What to believe? Try science. Instead of being caused by corporations, the overwhelmingly majority of cancerous mutations are caused by DNA. Most of the rest are caused by lifestyle choices, such as smoking or obesity. Only a small number can be traced to actual environmental factors, according to a numerical model based on DNA sequencing and epidemiological data from around the world.

This has long been known, but given the prevalence of "fake news" and "alternative facts" promoted by activists it has become confused. Instead, people who have no risk factors - they exercise, eat healthy and don't smoke - who have gotten cancer get lumped into whatever people are raising money for, everything from second-hand smoke (and even, strangely, third hand smoke) to BPA and epigenetics caused by something their grandparents ate.

In a 2015 study co-authored by two of the authors in Science, it was reported that DNA copying errors could explain why certain cancers in the U.S., such as those of the colon, occur more commonly than other cancers, such as brain cancer. This new model sought to estimate the fraction of mutations in cancer due to those DNA copying errors. 

To answer this question, the scientists took a close look at the mutations that drive abnormal cell growth among 32 cancer types. They developed a new mathematical model using DNA sequencing data from The Cancer Genome Atlas and epidemiologic data from the Cancer Research UK database.
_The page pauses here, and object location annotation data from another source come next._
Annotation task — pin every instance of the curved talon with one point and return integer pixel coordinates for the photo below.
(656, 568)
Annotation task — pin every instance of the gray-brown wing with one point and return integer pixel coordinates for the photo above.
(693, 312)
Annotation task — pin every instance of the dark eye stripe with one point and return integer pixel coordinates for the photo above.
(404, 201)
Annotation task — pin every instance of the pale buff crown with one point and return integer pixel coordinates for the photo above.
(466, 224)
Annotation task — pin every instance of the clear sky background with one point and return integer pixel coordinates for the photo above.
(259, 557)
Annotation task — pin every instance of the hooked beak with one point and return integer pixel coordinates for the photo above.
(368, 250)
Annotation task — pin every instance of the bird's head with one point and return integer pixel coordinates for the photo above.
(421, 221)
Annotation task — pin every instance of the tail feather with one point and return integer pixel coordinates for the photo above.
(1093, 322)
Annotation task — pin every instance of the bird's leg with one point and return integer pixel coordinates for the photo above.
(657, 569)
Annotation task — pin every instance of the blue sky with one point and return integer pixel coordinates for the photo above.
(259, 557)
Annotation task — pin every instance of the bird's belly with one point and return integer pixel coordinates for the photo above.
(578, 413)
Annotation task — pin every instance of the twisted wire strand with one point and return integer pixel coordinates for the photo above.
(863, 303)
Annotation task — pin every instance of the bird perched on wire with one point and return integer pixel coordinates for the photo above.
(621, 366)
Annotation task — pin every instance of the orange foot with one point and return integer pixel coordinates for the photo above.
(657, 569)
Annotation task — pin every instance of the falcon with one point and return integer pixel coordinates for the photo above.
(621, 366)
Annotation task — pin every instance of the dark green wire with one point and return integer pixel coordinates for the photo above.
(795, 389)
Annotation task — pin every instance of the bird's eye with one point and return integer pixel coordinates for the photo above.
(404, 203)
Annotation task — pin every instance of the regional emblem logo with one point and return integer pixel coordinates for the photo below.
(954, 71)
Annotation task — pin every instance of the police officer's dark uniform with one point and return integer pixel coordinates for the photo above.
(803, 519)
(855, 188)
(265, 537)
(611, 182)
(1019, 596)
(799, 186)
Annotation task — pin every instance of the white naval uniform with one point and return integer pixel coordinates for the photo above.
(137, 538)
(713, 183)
According to the researchers, it generally takes two or more critical gene mutations for cancer to occur. In a person, these mutations can be due to random DNA copying errors, the environment, or inherited genes. Knowing this, Tomasetti and Vogelstein used their mathematical model to show, for example, that when critical mutations in pancreatic cancers are added together, 77 percent of them are due to random DNA copying errors, 18 percent to environmental factors (such as smoking), and the remaining 5 percent to heredity.

In other cancer types, such as those of the prostate, brain, or bone, more than 95 percent of the mutations are due to random copying errors.

Lung cancer, they note, presents a different picture: 65 percent of all the mutations are due to environmental factors, mostly smoking, and 35 percent are due to DNA copying errors. Inherited factors are not known to play a role in lung cancers.

Looking across all 32 cancer types studied, the researchers estimate that 66 percent of cancer mutations result from copying errors, 29 percent can be attributed to lifestyle or environmental factors, and the remaining 5 percent are inherited.

The scientists say their approach is akin to attempts to sort out why "typos" occur when typing a 20-volume book: being tired while typing, which represents environmental exposures; a stuck or missing key in the keyboard, which represent inherited factors; and other typographical errors that randomly occur, which represent DNA copying errors.